Daniel Hurt, 58, of Fort Lauderdale, has been charged in federal court with one count of conspiracy related to fraudulent claims submissions, according to a news release by U.S. Attorney for the Western District Cindy K. Chung. Hurt is charged by criminal indictments with conspiracy to commit health care fraud, pay and receive illegal bribes and engage in money laundering, according to the report.
From late 2018 until October 2019, Hurt participated in a conspiracy related to Medicare’s billing for cancer genomic testing (CGx), the report said. The CGx test uses DNA sequencing to detect mutations in genes that could indicate a higher risk of developing certain types of cancers. The method does not diagnose cancer.
As alleged, Hurt and his co-conspirators, including individuals associated with so-called marketing entities, acquired thousands of test samples from Medicare beneficiaries located across the United States. Traders used targeted campaigns to entice recipients to submit CGx samples through mouth swabs sent to their homes or provided to them at so-called “health fairs” around the country.
The injury would have caused CGx samples to be sent to Ellwood City Medical Center and used the facility as a billing entity for Medicare purposes, even though the facility did not have properly validated equipment to perform CGx tests on site.

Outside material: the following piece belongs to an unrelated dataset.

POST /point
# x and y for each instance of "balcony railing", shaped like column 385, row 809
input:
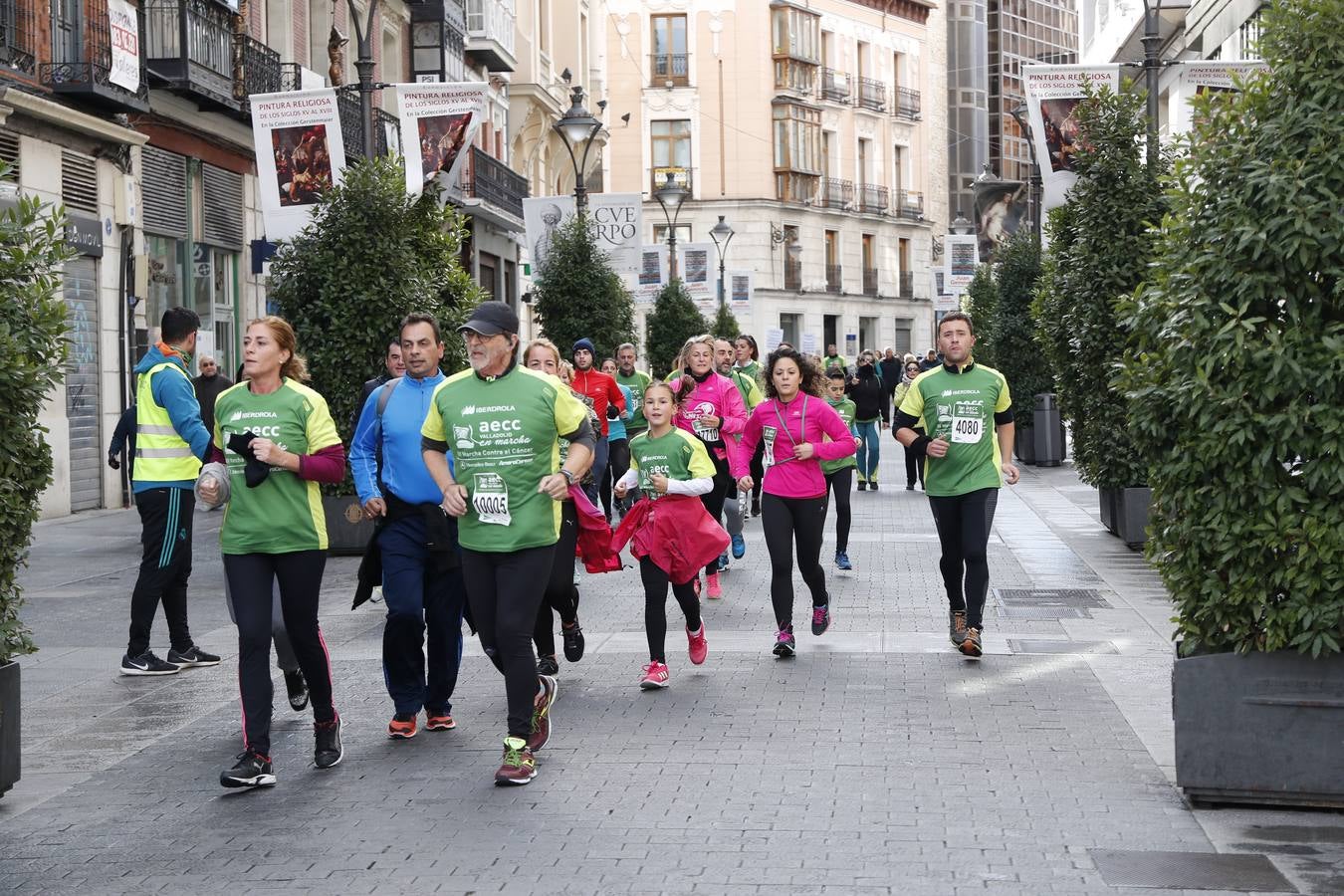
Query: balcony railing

Facility staff were required, at Hurt’s request, to repackage the samples and send them to third-party reference labs capable of performing the tests, the document said. To justify Medicare reimbursement, Hurt and his co-conspirators obtained prescriptions from telemedicine doctors. He caused Ellwood City Medical Center to submit health insurance claims exceeding $12,000 per beneficiary.
Between January 2019 and approximately October 2019, Medicare reportedly reimbursed the facility more than $25 million for CGx testing. The information further alleges that during this period, Hurt ordered personnel at the Ellwood City facility to transfer millions of dollars from its related accounts to bank accounts controlled by Hurt. In turn, Hurt allegedly used the funds he obtained from this facility to pay millions of dollars in bribes to traders, among others, in exchange for their efforts to obtain CGx samples.
To conceal the bribes, Hurt allegedly entered into fictitious contracts with the traders. Similarly, Hurt, acting through entities he controlled, entered into similar agreements and business arrangements with the ECMC that disguised the payments he obtained from the establishment as allegedly legitimate payments, including payments related to laboratory management services at Ellwood City Medical Center, the investigation showed. In fact, payments would have been based on the volume of CGx tests and the amount of resulting Medicare reimbursements.
Reportedly, Hurt and others used a portion of Medicare reimbursements obtained through the fraudulent submission of CGx claims to conduct monetary transactions over $10,000, including about $3 million in payments for the purchase. of a luxury boat in Florida, a boat called “In My DNA”.
Injured faces a maximum penalty of five years in prison and a fine not exceeding the greater of $250,000 or an alternative fine in an amount not exceeding the greater of twice the gross pecuniary gain for any person or twice pecuniary loss to anyone other than the defendant.
Under federal sentencing guidelines, the actual sentence imposed would be based on the seriousness of the offense and the criminal history, if any, of the defendant.
The Federal Bureau of Investigation, the Office of Inspector General of the United States Department of Health and Human Services and the Internal Revenue Service – Criminal Investigation led the investigation into the defendant.
An accused is presumed innocent unless and until proven guilty or tried by a court.